By Noel Michaels
As horse racing fans, and as Americans, we find ourselves in uncharted waters of uncertainty due the coronavirus pandemic that not only poses a threat to public health but continues to impact almost every phase of life for many of us, from the stock market tumbling to our decisions whether to even go out in public.
Thankfully, we still have the ability to bet on horse racing, even though things currently are as turbulent as ever. Races are being run with no spectators, meets are closing down, and the date of the Kentucky Derby was postponed until September. The latest news was Oaklawn Park rescheduling the Arkansas Derby from April 11 to the Kentucky Derby’s original date of May 2.
The month of March basically started out normal, but things have gone haywire since. Flashback to Feb. 29, a time only three weeks ago that seems like eons. Maximum Security had just won the $20 million Saudi Cup, and Ete Indien had just scored a breakthrough victory in the Fountain of Youth (G2) on the road to the Triple Crown. Since then, what’s happened in horse racing is something no one could have possibly fathomed.
The first bombshell news to hit racing came March 9, when trainers Jason Servis and Jorge Navarro, and others, were placed under arrest as federal prosecutors charged them of giving illegal medications to racehorses as a part of a sweeping conspiracy that indicted a total of 27 people including veterinarians and others involved in manufacturing and distributing performance-enhancing drugs to race horses. The allegations involving Servis included Maximum Security, who has been transferred to the barn of Bob Baffert for an unsure future.

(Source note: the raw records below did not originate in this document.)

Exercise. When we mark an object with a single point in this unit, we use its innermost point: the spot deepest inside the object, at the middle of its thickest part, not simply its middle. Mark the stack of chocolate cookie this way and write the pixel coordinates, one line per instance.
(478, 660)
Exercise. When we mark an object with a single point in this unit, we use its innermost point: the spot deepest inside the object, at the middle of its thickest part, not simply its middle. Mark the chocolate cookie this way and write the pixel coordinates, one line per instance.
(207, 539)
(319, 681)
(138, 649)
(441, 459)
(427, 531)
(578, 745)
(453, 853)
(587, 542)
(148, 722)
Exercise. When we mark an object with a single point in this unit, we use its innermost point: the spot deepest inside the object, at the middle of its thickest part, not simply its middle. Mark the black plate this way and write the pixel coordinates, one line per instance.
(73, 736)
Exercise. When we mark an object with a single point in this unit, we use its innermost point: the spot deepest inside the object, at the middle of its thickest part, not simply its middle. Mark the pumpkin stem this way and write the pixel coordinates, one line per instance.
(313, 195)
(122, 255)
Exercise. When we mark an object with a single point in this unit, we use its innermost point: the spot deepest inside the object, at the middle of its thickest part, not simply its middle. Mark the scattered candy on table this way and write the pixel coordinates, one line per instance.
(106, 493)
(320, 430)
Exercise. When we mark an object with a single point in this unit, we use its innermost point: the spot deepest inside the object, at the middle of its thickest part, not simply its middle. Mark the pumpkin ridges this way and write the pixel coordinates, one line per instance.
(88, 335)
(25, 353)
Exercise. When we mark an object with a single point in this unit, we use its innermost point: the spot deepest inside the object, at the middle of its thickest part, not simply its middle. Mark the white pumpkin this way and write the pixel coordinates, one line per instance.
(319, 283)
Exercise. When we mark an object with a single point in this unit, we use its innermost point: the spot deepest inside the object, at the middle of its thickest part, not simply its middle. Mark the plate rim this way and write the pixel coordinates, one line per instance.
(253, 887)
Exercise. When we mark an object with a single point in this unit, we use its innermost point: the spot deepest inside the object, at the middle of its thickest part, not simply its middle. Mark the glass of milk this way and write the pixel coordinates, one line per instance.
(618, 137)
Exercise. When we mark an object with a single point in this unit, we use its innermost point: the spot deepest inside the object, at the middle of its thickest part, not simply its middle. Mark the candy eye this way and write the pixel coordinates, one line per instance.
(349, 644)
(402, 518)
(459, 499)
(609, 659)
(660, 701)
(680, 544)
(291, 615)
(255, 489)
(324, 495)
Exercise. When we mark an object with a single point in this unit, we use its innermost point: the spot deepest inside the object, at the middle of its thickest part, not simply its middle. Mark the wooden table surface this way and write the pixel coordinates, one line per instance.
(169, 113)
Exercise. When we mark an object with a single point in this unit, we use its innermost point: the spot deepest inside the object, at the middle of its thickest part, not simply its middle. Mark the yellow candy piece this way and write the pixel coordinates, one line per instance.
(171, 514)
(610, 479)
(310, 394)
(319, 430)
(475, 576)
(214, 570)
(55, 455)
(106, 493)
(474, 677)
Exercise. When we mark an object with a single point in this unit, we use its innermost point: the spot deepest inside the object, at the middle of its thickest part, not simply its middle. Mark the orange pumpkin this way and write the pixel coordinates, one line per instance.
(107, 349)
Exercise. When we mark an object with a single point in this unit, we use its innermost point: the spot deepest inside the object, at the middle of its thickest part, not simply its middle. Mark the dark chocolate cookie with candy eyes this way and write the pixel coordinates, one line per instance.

The scandal that involves Servis and Navarro will have wide-ranging effects on horse racing, both from a positive and negative standpoint, but it is impossible to find any bright side in the devastation being brought about by the coronavirus, starting with the postponement of the Derby until Sept. 5. This marks the first time the Derby will not be run on the first Saturday in May since 1945.
And now there are no spectators at racetracks around the world, Las Vegas casinos and race books have shut their doors, and several tracks have canceled or suspended live racing.
The changes we’ve seen so far are just the beginning.
Sports are one segment of life that has been particularly hard hit by the threat posed by coronavirus. The NCAA men’s and women’s basketball tournaments were canceled, along with all other college sports. The NBA and NHL seasons are suspended indefinitely. And Major League Baseball pushed back opening day from March 26 until at least mid-May.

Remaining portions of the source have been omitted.